Alfalfa weevil populations appear to be unusually high this spring and treatments do not seem as effective as in years past, a Kansas State University entomologist said.
"Alfalfa weevil infestations continue to cause concern in southwest, south central and north central Kansas," said Jeff Whitworth, entomology specialist with K-State Research and Extension. "This is the largest population of weevils that I´ve seen in at least 10 to 12 years in Kansas."
In a typical year, it would be common to find one larvae per two to three stems, he said. This year, however, two to three larvae per stem are common, especially south of Interstate 70.
Whitworth said that inconsistent insecticide results have sparked talk among some producers of insecticide resistance.

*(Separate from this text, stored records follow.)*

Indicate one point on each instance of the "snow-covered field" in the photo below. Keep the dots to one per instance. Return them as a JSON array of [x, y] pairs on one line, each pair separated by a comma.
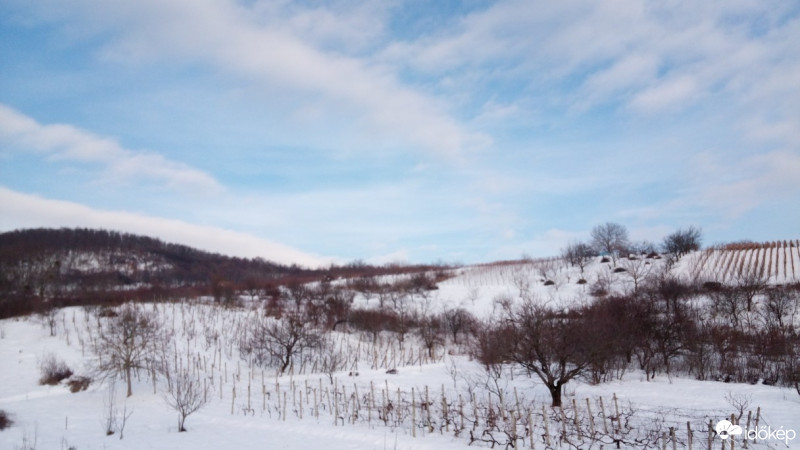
[[443, 401]]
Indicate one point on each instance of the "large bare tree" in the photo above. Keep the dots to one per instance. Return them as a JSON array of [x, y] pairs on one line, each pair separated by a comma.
[[611, 238], [127, 342], [277, 342], [548, 343], [187, 396]]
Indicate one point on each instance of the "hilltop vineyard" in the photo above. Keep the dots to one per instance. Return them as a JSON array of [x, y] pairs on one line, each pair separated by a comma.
[[775, 262]]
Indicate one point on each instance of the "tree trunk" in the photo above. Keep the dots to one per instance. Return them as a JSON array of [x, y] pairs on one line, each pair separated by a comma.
[[128, 380], [555, 393]]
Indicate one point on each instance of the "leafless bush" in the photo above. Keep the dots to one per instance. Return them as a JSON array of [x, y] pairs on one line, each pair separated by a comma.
[[739, 402], [278, 342], [5, 420], [128, 342], [53, 370], [187, 396], [77, 384]]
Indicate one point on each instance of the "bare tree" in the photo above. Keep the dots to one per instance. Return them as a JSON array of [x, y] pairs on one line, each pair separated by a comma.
[[277, 342], [682, 242], [458, 321], [187, 396], [611, 238], [548, 343], [127, 342], [578, 254], [637, 269]]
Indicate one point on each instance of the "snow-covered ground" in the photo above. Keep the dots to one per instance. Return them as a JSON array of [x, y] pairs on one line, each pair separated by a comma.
[[444, 401]]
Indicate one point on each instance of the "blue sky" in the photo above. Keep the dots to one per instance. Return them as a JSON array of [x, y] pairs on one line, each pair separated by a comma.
[[457, 131]]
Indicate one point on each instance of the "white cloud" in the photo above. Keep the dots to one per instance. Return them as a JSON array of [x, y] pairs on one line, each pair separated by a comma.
[[19, 210], [255, 44], [64, 143]]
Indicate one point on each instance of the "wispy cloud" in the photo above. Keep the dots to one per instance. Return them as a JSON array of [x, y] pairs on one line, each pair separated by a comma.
[[67, 144], [252, 43], [19, 210]]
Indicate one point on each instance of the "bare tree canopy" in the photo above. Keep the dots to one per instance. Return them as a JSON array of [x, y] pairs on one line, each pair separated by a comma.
[[578, 254], [127, 342], [277, 342], [610, 238], [548, 343], [187, 396], [683, 241]]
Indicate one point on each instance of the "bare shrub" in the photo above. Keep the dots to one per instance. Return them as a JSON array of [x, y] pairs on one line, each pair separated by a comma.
[[53, 370], [277, 342], [127, 342], [77, 384], [5, 420], [187, 396]]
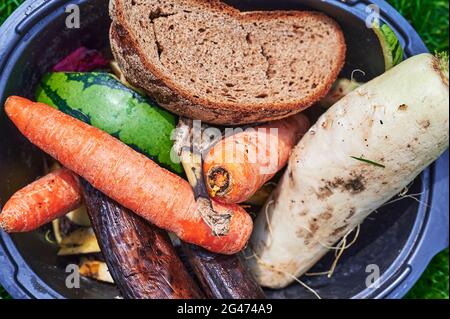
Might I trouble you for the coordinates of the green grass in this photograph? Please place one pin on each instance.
(431, 19)
(434, 281)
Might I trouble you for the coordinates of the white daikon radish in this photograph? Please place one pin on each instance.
(363, 151)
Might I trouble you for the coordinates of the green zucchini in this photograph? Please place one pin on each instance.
(101, 100)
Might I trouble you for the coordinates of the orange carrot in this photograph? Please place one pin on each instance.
(239, 165)
(126, 176)
(42, 201)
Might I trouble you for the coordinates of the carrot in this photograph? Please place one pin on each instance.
(126, 176)
(239, 165)
(42, 201)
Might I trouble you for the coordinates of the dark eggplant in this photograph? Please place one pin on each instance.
(140, 257)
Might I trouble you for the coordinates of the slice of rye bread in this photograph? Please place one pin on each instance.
(206, 60)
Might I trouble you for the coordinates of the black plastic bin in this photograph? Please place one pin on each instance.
(401, 238)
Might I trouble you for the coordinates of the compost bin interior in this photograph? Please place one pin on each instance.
(381, 238)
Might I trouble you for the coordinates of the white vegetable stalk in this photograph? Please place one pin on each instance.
(363, 151)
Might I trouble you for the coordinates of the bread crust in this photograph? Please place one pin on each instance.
(142, 73)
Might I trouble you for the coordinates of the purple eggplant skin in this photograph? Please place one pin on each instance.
(222, 276)
(140, 257)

He believes, however, the large number of larvae is probably due to a combination of a massive infestation that continued to hatch over a three- to four-week time frame and variable weather including hot, dry periods and cool, wet periods that likely contributed to the inconsistent insecticidal efficacy.
"Most products provided 60 to 75 percent control, but with infestation levels like we have this year, this may not seem like acceptable performance," he said. "But there is no comparison to untreated fields that have little left to harvest."

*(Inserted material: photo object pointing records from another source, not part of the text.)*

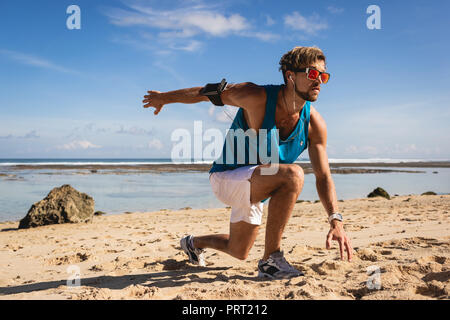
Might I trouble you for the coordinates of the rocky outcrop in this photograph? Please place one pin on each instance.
(62, 205)
(379, 192)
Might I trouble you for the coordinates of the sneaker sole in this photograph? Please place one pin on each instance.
(183, 244)
(266, 275)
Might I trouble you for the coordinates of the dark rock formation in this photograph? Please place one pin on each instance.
(62, 205)
(379, 192)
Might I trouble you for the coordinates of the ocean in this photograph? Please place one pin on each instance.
(149, 191)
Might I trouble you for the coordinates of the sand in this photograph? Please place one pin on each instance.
(401, 252)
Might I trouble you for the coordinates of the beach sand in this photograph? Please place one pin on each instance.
(405, 241)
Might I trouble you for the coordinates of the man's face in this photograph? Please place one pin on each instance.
(309, 89)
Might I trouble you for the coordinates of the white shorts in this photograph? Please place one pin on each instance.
(232, 187)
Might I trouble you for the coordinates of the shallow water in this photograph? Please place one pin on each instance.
(115, 193)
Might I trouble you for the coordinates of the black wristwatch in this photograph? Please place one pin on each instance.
(213, 92)
(335, 216)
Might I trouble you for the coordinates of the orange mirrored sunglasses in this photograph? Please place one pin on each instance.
(313, 74)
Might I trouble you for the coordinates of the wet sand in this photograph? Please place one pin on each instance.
(402, 251)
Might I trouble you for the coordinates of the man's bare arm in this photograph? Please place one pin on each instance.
(243, 95)
(319, 161)
(324, 182)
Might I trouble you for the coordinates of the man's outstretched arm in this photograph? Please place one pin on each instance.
(324, 182)
(244, 95)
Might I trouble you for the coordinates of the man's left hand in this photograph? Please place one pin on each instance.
(337, 233)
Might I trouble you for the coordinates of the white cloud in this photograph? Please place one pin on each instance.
(310, 25)
(135, 130)
(183, 22)
(269, 21)
(75, 145)
(34, 61)
(155, 144)
(176, 28)
(335, 10)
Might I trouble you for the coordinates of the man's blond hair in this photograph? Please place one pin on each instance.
(300, 57)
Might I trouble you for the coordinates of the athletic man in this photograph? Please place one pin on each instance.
(245, 185)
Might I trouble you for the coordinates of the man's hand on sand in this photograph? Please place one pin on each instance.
(337, 233)
(153, 99)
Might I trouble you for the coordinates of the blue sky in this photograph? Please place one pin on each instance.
(77, 93)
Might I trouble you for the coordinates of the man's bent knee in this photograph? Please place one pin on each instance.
(293, 176)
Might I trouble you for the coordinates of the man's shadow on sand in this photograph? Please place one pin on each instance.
(177, 274)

Whitworth said that larvae in south and central Kansas will likely start to pupate in the next seven days or so, thus feeding and consequent damage will not continue at the same level as in the past three weeks.

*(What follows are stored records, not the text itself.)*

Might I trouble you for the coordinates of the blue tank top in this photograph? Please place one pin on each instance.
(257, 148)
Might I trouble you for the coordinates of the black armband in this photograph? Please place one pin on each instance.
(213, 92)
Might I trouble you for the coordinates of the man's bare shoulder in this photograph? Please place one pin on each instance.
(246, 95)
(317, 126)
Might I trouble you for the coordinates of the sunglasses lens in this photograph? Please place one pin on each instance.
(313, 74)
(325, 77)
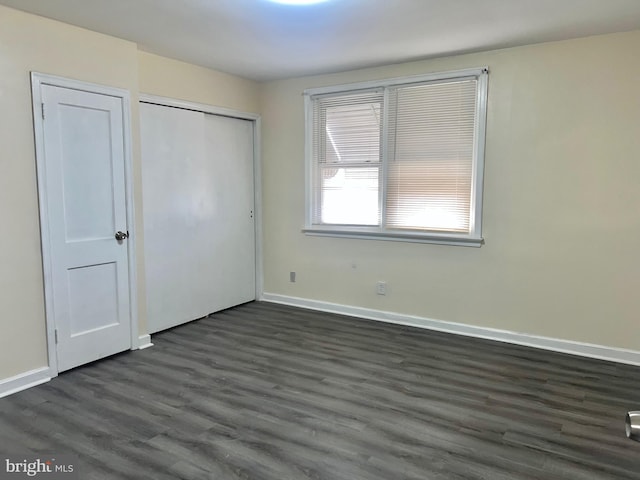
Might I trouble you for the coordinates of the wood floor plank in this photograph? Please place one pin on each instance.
(265, 391)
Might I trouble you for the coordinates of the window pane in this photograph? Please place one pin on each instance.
(431, 154)
(353, 133)
(349, 196)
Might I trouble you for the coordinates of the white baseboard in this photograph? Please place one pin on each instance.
(144, 341)
(23, 381)
(601, 352)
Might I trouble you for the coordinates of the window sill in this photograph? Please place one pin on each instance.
(413, 237)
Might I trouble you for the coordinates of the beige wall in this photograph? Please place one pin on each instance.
(172, 78)
(30, 43)
(562, 203)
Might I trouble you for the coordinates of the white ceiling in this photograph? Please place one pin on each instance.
(261, 40)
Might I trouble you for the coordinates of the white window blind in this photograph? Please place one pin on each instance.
(431, 137)
(399, 158)
(346, 157)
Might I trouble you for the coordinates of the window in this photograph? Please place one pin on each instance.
(398, 159)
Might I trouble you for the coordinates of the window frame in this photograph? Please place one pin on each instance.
(474, 237)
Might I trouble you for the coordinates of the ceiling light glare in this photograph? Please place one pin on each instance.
(298, 2)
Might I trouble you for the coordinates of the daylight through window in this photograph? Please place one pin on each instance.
(398, 159)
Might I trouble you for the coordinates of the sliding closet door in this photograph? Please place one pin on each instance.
(198, 194)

"If you have already treated once or twice but are still not satisfied with the control, if you´re within 10 days of harvesting, it may be best just to cut a little early instead of re-treating," he said. "If you do treat with an insecticide, always pay attention to the pre-harvest interval (PHI) on the label. If you did treat but there are still a considerable number of larvae feeding in the field, you may want to pay close attention under the windrows after it is swathed. There may be more adults in the fields than in past years and they will feed in new growth until it gets warm enough to drive them from the alfalfa to their over-summering sites."